In my opinion, one of the reasons the Federal Reserve is trying to create inflation above 2% is to help support an increase in taxes and, in turn, an increase in federal government revenues.  If an elected official were to announce an across-the-board increase in both sales and income taxes that would continue to increase every year, that official would not likely be reelected – at least if we’re just considering the taxation topic.  But, by way of inflation, taxes are increased every year, without anyone making such an announcement.  While it remains popular in some circles to announce plans to “tax the rich,” it is the invisible tax increases due to inflation that impact average Americans, often without their consent.  Federal, state, and local governments benefit from increased taxes due to inflation.  Deflation, while benefitting consumers, is bad for tax revenues.


Lumber, Gasoline, and Taxes


For example, the cost of lumber is up at least threefold in the past year.  The National Association of Home Builders says the cost to build the average home has gone up  nearly $36,000 in the past year, due to increased lumber prices.  Guess what else has gone up threefold in the past year.  The total amount paid in sales tax to purchase the lumber has also increased (as is expected with any increase in consumer prices).  Higher home values resulting, at least in part, from higher costs for building materials, in turn, lead to higher property taxes.  So, the cost of ownership (comprised of property taxes, insurance costs, maintenance costs related to building materials) also rises for the average American who builds or owns a home.  Even an American who earns $50,000 per year or less has seen their taxes rise due to inflation already this year.

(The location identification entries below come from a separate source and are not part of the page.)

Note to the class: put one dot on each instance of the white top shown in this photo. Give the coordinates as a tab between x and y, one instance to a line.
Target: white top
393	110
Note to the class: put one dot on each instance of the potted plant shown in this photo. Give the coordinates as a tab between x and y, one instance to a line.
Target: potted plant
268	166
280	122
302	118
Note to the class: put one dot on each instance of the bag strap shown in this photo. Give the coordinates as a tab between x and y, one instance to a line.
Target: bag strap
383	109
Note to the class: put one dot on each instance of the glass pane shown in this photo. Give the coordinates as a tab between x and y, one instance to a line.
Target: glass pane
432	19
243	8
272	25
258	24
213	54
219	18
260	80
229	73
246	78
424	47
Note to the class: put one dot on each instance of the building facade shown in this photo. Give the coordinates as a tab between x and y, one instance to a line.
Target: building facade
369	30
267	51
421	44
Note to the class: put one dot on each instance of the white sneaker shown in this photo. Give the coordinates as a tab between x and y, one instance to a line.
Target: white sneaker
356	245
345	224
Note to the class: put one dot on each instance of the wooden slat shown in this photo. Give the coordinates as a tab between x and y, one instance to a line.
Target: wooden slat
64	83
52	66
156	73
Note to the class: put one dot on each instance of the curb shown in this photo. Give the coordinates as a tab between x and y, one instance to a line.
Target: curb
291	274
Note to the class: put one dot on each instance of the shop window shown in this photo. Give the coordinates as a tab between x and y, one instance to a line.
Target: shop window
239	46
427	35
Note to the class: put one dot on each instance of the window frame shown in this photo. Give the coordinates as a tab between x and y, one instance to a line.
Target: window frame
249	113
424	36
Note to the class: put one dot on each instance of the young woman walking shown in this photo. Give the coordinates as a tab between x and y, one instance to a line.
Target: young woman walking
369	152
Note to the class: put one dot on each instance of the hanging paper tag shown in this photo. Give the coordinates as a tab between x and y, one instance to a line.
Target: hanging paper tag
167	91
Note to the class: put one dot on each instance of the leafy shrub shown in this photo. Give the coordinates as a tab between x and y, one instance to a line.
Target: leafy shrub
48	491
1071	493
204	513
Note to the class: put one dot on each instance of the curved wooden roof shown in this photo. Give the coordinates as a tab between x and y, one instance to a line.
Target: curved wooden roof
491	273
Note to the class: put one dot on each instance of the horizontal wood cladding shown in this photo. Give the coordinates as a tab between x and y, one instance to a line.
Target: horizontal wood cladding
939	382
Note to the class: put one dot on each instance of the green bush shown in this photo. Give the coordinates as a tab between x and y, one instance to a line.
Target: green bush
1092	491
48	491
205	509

Taxes, Inflation, and Buying GoldTaxes, Inflation, and Buying Gold

Let’s consider someone who doesn’t need lumber to build anything, who pays rent for a house or an apartment.  That rent is theoretically based, in part, upon the cost of ownership for the landlord.  When the landlord’s property taxes and maintenance costs rise, often so does the rent the landlord needs to charge.

Additionally, nearly everyone has travel and fuel costs to contend with.  The cost of a gallon of fuel has increased by 33%-50% this year, depending on where you live.  Some of the increase is due to a rise in oil price, while some is due to an increase in taxes.  Governments at both the federal and state levels charge a fuel tax on each gallon purchased.  But nearly 40% of states also charge an additional tax based on a percentage of the sales price.  As fuel costs rise, so do the taxes.  Not just for billionaires, but even for people earning minimum wage.


Some Good Gold News


Berniece said there is some good news on the tax front, in the form of a federal tax credit for small businesses for employees receiving or recovering from side effects after taking a COVID-19 vaccine.  A tax credit of up to $511 per day per employee for up to 10 workdays that need to be taken off between April 1, 2021 and September 30, 2021 in relation to the vaccine is available.  But many of the other tax proposals and provisions may impact average Americans in negative ways, if enacted.  Small businesses or securities that were strategically not sold by the original owner in an effort to avoid higher capital gains taxes may have to be sold by the beneficiaries after all to pay the new inheritance or capital gains taxes coming due.  While these policies can negatively impact securities and real estate markets, they highlight the relative safety and growth potential for those holding gold and silver.

The United States Gold Bureau does not provide tax advice. This material has been prepared for informational purposes only and should not be relied on for tax advice.